Fälle des Monats
Fall des Monats "September 2023": Verwerfen eines Blutproduktes
Fall-Nummer
253880
Zuständiges Fachgebiet
Anästhesiologie
Wo ist das Ereignis passiert?
anderer Ort: Intensivstation
In welchem Bereich ist Ereignis aufgetreten:
ITS / IMC
Tag des berichteten Ereignisses:
Wochentag
Welche Versorgungsart:
Routinebetrieb
ASA Klassifizierung::
ASA III
Patientenzustand:
wird nicht beschrieben
Wichtige Begleitumstände:
Ein Blutprodukt wird angefordert, zur Verabreichung vorbereitet und dann doch nicht verabreicht. Blutprodukt (FFP) musste verworfen werden.
Was ist passiert?
Lässt sich nicht eindeutig klären.
Was war besonders gut?
Der Fall wurde gemeldet und die ärztlichen Mitarbeiter erneut zur bedachten Bestellung von Blutprodukten angehalten.

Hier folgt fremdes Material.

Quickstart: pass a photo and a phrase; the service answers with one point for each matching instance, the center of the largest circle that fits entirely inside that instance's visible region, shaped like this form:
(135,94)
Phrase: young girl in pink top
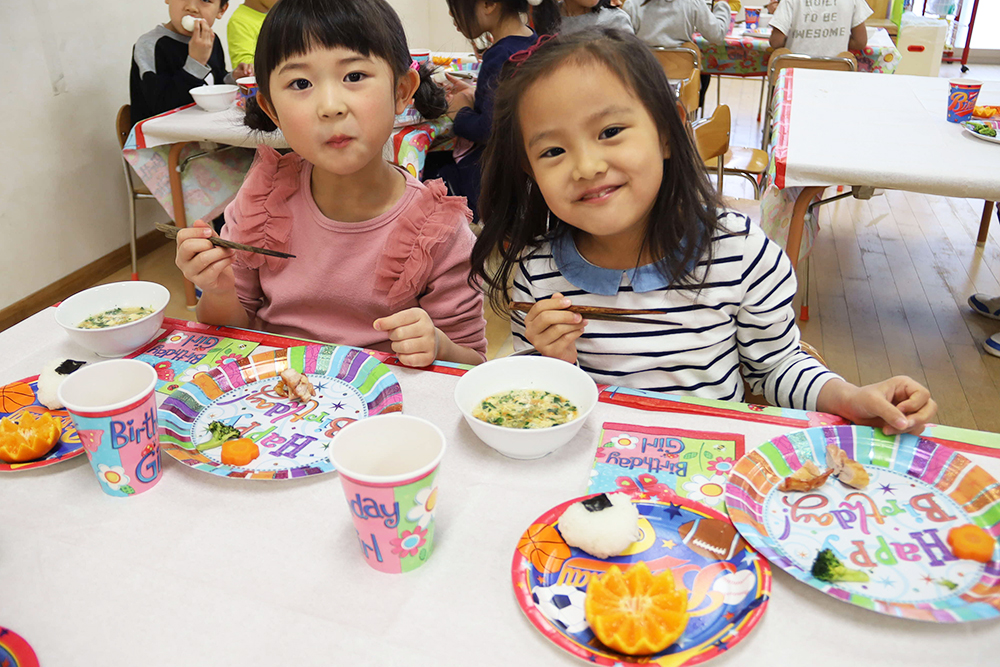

Was war besonders ungünstig?
Das Produkt musste verworfen werden - Knappheit der Blutprodukte - kein ressourcenschonender Umgang.
Wo sehen Sie Gründe für dieses Ereigniss?
Verbesserte Absprachen, eindeutige Indikationsstellung und sehr zeitnahe Vorbereitung des Produktes
Wie häufig tritt dieses Ereignis ungefähr auf?
erstmalig
Wer berichtet?
Pflege-, Praxispersonal
Feedback des CIRS-Teams / Fachkommentar
Kommentar:
Autor: Interdisziplinäre Arbeitsgemeinschaft für klinische Hämotherapie (IAKH) in Vertretung des Berufsverbandes Deutscher Anästhesistinnen und Anästhesisten (BDA) und der Deutschen Gesellschaft für Anästhesiologie & Intensivmedizin (DGAI)
Problemanalyse
Der Einsatz eines Blutprodukts ist eine Therapie, die besondere Anforderungen an die Herstellung, Lagerung, Vorbereitung der Verabreichung (hier Auftauen und Verabreichung innerhalb einer kurzen Zeitspanne), Kenntnis der Indikationsstellung und Risiken, Erfahrung mit der Verabreichung und Dokumentation sowie die Beherrschung von auftretenden Transfusionsreaktionen stellt. Die Richtlinie Hämotherapie [1] Kap. 6.4.1.3.1 schreibt vor, dass „jeder Blutprodukte anwendende Arzt ... die dafür erforderlichen Kenntnisse und ausreichende Erfahrung besitzen sowie von einem Transfusionsbeauftragten in die einrichtungsspezifischen Abläufe und Organisationsstrukturen dokumentiert eingewiesen...” sein muss.
Herstellervorgaben/-hinweise sowie existierende SOPs zu bestimmten Medizinprodukten sollten stets befolgt/eingehalten werden. Dies sollte allen Mitarbeitern bewusst sein.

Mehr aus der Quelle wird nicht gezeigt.